燒烤店的方桌還沒成年人的膝蓋高,個高腿長的男人往那一坐,很是突兀。江鎏卻沒表現出絲毫不自在,被問到,很隨意地說:“陪你。”
“那就四瓶吧。”姜早早看了江鎏一眼,對服務生說。
這樣的攤子翻桌快,菜上得也快。姜早早沒扛太久,便大快朵頤起來,等吃得半飽,嘴才空下來聊幾句天。
“我發現你這個人跟我想的不一樣。”姜早早放松下來,隨之打開心扉。
江鎏往后靠了靠,笑道:“竟然偷偷地研究我?是喜歡我這款,還是不喜歡我這款?”
姜早早無語且冷淡地瞥了他一眼:“一刻不自戀渾身難受是嗎?”
江鎏被懟了也生氣,暢快地笑了兩聲,沒正形地反問:“怎么?自戀犯法啊?”
姜早早依稀覺得他說話的語氣耳熟,眼下沒顧不上深想,手背上沾了油想擦一下,正滿桌子找紙。
這桌的餐巾紙用完,江鎏收斂說笑的神色,說了句“我去拿”起身走向柜臺,姜早早百無聊賴地獨自吃了兩粒毛豆,拿出手機對著一桌杯盤狼藉拍了張照,發給被自己冷落好一陣的游戲搭子。

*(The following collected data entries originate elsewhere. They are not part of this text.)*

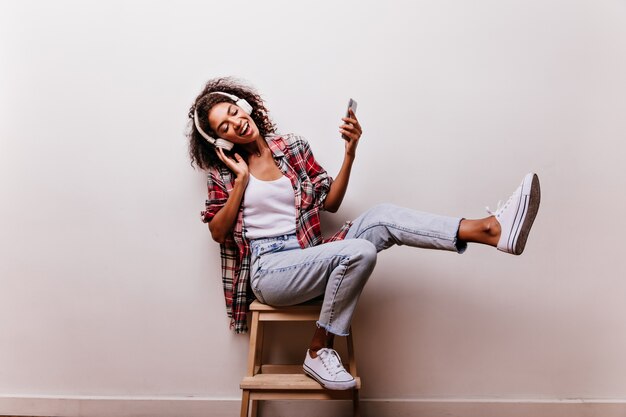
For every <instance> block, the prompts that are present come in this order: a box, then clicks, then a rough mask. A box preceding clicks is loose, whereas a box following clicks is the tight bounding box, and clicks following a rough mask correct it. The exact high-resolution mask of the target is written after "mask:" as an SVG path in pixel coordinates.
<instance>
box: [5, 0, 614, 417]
mask: <svg viewBox="0 0 626 417" xmlns="http://www.w3.org/2000/svg"><path fill="white" fill-rule="evenodd" d="M625 23H626V3H625V2H624V1H618V0H614V1H609V0H606V1H596V2H590V1H582V0H581V1H569V0H549V1H514V0H506V1H496V0H493V1H488V0H480V1H473V2H466V1H461V0H449V1H440V2H431V1H419V2H413V1H406V2H402V1H390V2H373V1H347V2H331V1H320V2H294V1H277V0H271V1H260V2H252V1H251V2H243V1H242V2H228V1H219V2H214V1H204V2H190V1H178V2H163V3H161V2H150V1H130V2H123V1H108V2H96V1H56V2H45V1H5V2H2V3H0V97H1V98H0V106H1V108H0V115H1V118H0V202H1V204H0V276H1V278H0V395H3V396H5V397H15V398H18V397H22V396H23V397H28V396H33V397H45V396H56V397H58V398H65V397H68V398H69V397H77V398H78V397H81V396H85V397H98V396H101V397H106V396H114V397H121V398H126V397H128V398H134V397H142V396H145V397H150V398H159V396H169V397H173V398H183V397H202V398H205V399H209V400H210V399H233V400H235V399H237V398H238V397H239V388H238V385H239V380H240V378H241V376H242V375H243V373H244V369H245V357H246V354H247V336H237V335H234V334H232V333H231V332H230V331H229V329H228V320H227V319H226V317H225V310H224V306H223V303H224V301H223V297H222V294H221V282H220V277H219V272H220V267H219V253H218V252H219V250H218V245H217V244H216V243H214V242H212V240H211V238H210V235H209V233H208V231H207V229H206V226H205V225H203V224H202V223H201V222H200V220H199V212H200V210H201V209H202V208H203V204H204V199H205V192H206V190H205V178H204V175H203V173H202V172H200V171H196V170H194V169H192V168H191V167H190V165H189V158H188V156H187V144H186V141H185V137H184V131H185V128H186V123H187V110H188V108H189V106H190V105H191V103H192V101H193V99H194V98H195V96H196V95H197V94H198V93H199V91H200V90H201V88H202V86H203V84H204V83H205V82H206V80H208V79H209V78H212V77H215V76H221V75H234V76H237V77H239V78H243V79H245V80H248V81H249V82H250V83H251V84H252V85H254V86H256V87H257V88H258V89H259V90H260V92H261V93H262V95H263V96H264V98H265V99H266V100H267V103H268V106H269V108H270V110H271V114H272V116H273V118H274V120H275V121H276V122H277V124H278V127H279V129H280V131H282V132H296V133H300V134H303V135H304V136H306V137H307V138H308V139H309V142H310V143H311V146H312V148H313V150H314V152H315V154H316V157H317V158H318V159H319V161H321V163H322V164H323V165H324V166H325V168H326V169H327V170H328V171H329V172H330V173H331V174H332V175H334V174H336V172H337V170H338V168H339V165H340V162H341V158H342V146H343V142H342V140H341V139H340V138H339V136H338V133H337V127H338V125H339V123H340V120H339V118H340V117H341V114H342V113H343V111H344V107H345V104H346V102H347V99H348V98H349V97H354V98H355V99H357V100H358V102H359V110H358V115H359V118H360V121H361V123H362V125H363V126H364V135H363V138H362V142H361V144H360V147H359V150H358V151H359V152H358V155H357V163H356V165H355V168H354V170H353V175H352V179H351V184H350V187H349V190H348V195H347V197H346V201H345V202H344V205H343V207H342V208H341V210H340V211H339V213H337V214H335V215H332V216H327V217H326V220H327V221H329V224H330V225H331V226H330V227H329V231H332V230H331V229H332V225H335V224H339V223H341V222H343V221H344V220H345V219H349V218H353V217H355V216H356V215H357V214H358V213H360V212H361V211H362V210H364V209H365V208H367V207H369V206H371V205H372V204H375V203H377V202H384V201H387V202H393V203H396V204H401V205H406V206H410V207H414V208H417V209H420V210H426V211H432V212H437V213H442V214H449V215H460V216H464V217H470V218H471V217H482V216H483V215H485V212H484V209H483V207H484V206H485V205H489V206H491V207H493V206H495V204H496V203H497V201H498V200H504V199H506V198H507V197H508V195H509V194H510V193H511V192H512V191H513V190H514V189H515V187H516V186H517V184H518V183H519V181H520V180H521V178H522V176H523V175H524V173H525V172H527V171H531V170H532V171H536V172H538V173H539V175H540V178H541V181H542V191H543V201H542V207H541V210H540V212H539V216H538V218H537V220H536V226H535V228H534V230H533V234H532V235H531V237H530V239H529V243H528V246H527V250H526V252H525V253H524V255H522V256H521V257H513V256H508V255H504V254H501V253H498V252H497V251H495V250H493V249H491V248H486V247H477V246H471V247H470V249H469V250H468V252H467V253H466V254H465V255H463V256H458V255H454V254H450V253H441V252H436V251H423V250H422V251H419V250H418V251H416V250H412V249H409V248H404V247H403V248H394V249H392V250H390V251H387V252H384V253H381V254H380V256H379V261H378V265H377V268H376V270H375V272H374V275H373V277H372V279H371V280H370V283H368V287H367V288H366V289H365V292H364V294H363V297H362V299H361V300H362V301H361V303H360V306H359V309H358V312H357V316H356V318H355V322H354V328H355V335H356V338H357V348H358V351H357V355H358V359H359V361H360V371H361V374H362V378H363V381H364V388H363V391H362V397H363V398H366V399H367V398H369V399H394V400H418V401H419V400H425V399H437V400H441V401H456V400H459V399H497V400H502V399H505V400H512V401H516V400H529V399H530V400H541V401H552V400H554V401H556V400H561V399H572V398H574V399H584V400H592V401H593V400H605V399H612V400H618V401H621V400H622V399H624V400H626V361H624V352H625V351H626V319H625V317H626V304H625V303H624V299H626V281H625V280H624V277H625V276H626V268H625V267H624V262H623V261H620V257H621V256H623V255H621V252H622V251H623V248H622V246H623V234H624V231H625V230H626V228H625V225H626V221H625V220H624V212H625V211H626V197H625V196H624V189H626V180H625V179H626V175H625V174H624V172H623V165H624V162H625V159H626V158H625V149H624V139H626V137H625V136H626V134H625V133H624V132H626V118H625V117H624V114H625V111H626V99H625V97H626V75H625V74H626V24H625ZM309 330H310V329H307V331H304V332H303V335H305V339H306V338H307V337H308V336H309V333H310V331H309ZM306 342H307V340H304V341H303V344H306ZM304 348H305V346H304V345H303V346H302V347H301V348H298V350H297V353H294V355H296V356H298V357H300V356H302V354H303V352H304ZM56 397H55V398H56ZM0 405H1V404H0ZM2 411H3V410H2V409H0V414H2ZM18 411H19V410H18ZM23 411H24V412H26V411H31V412H32V410H23ZM45 411H46V410H44V412H45ZM48 411H49V410H48Z"/></svg>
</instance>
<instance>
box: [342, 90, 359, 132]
mask: <svg viewBox="0 0 626 417" xmlns="http://www.w3.org/2000/svg"><path fill="white" fill-rule="evenodd" d="M356 106H357V102H356V100H353V99H350V100H349V101H348V108H346V115H345V117H350V109H352V112H354V114H356ZM341 137H342V138H343V139H344V140H348V137H347V136H346V135H341Z"/></svg>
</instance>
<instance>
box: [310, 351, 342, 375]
mask: <svg viewBox="0 0 626 417" xmlns="http://www.w3.org/2000/svg"><path fill="white" fill-rule="evenodd" d="M317 353H318V355H319V357H320V359H321V360H322V363H323V364H324V367H325V368H326V370H328V372H329V373H330V374H331V375H332V376H335V375H337V373H339V372H345V371H346V370H345V369H344V368H343V365H342V364H341V358H340V357H339V354H338V353H337V352H336V351H335V350H334V349H320V350H319V351H318V352H317Z"/></svg>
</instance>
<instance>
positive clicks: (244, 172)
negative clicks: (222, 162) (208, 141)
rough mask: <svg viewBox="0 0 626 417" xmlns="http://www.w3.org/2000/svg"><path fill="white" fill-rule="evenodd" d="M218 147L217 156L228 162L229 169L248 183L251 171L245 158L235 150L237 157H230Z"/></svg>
mask: <svg viewBox="0 0 626 417" xmlns="http://www.w3.org/2000/svg"><path fill="white" fill-rule="evenodd" d="M216 149H217V157H218V158H220V160H221V161H222V162H223V163H224V164H226V166H227V167H228V169H230V170H231V171H233V173H234V174H235V176H236V177H237V179H240V180H242V181H243V182H244V183H248V176H249V175H250V171H249V170H248V164H246V161H244V160H243V158H242V157H241V156H240V155H239V154H238V153H236V152H235V155H234V156H235V158H230V157H229V156H227V155H226V154H225V153H224V150H223V149H222V148H216Z"/></svg>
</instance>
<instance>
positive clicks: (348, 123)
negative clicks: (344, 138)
mask: <svg viewBox="0 0 626 417" xmlns="http://www.w3.org/2000/svg"><path fill="white" fill-rule="evenodd" d="M341 120H343V122H344V124H343V125H341V126H339V133H341V134H342V135H343V136H345V137H346V138H347V139H345V141H346V154H347V155H350V156H352V157H354V156H355V154H356V147H357V145H358V144H359V139H360V138H361V134H362V133H363V129H361V124H360V123H359V120H358V119H357V118H356V115H355V114H354V112H353V111H352V109H350V110H349V115H348V117H343V118H342V119H341Z"/></svg>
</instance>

江鎏的手機隨手放在桌上。消息剛發送成功的那刻,他的手機屏幕亮起,接連響了兩聲。
姜早早對別人的手機沒有探究欲,純屬無意瞥了眼。誰知,這一眼便沒能移開。
江鎏手機屏幕通知欄上顯示這兩條消息,照片是用文字提醒的,“圖片”。另一條文字消息和姜早早方才編輯的內容一模一樣——
“兩個人的戰況。”
江鎏拿著沓餐巾紙,想提前結賬時發現手機沒帶,等折回來便見姜早早一臉凝重地拿起他的手機。
江鎏隱約預感到什么,暗叫糟糕,想阻攔時,已經遲了。
姜早早神情從不甚在意到驚詫,再到憤怒,一連串的變化好不精彩,隨后淬著冷意的眼刀飛過來,像是想把趙華致活剝了:“很好。接連被你戲耍了兩次。江總真是讓我大開眼界。”
明明還沒入秋,江鎏卻覺得風吹在臉上有些冷。
…………
經過這個小插曲,姜早早已經不需要當騙子讓江鎏見識一下人間險惡,但仍然決定去探一下春滿的口風,方便判斷自己無意中被利用的過錯有多嚴重。
以及伺機負荊請罪,坦白從寬。
回家后做了番心理建設,姜早早撥通春滿的電話,佯裝出平日里跳脫八卦的語氣:“慢慢,你跟趙華致到哪一步了?下午我走后,你們沒發生點什么?護士可都說了,覺得他對你很是上心。”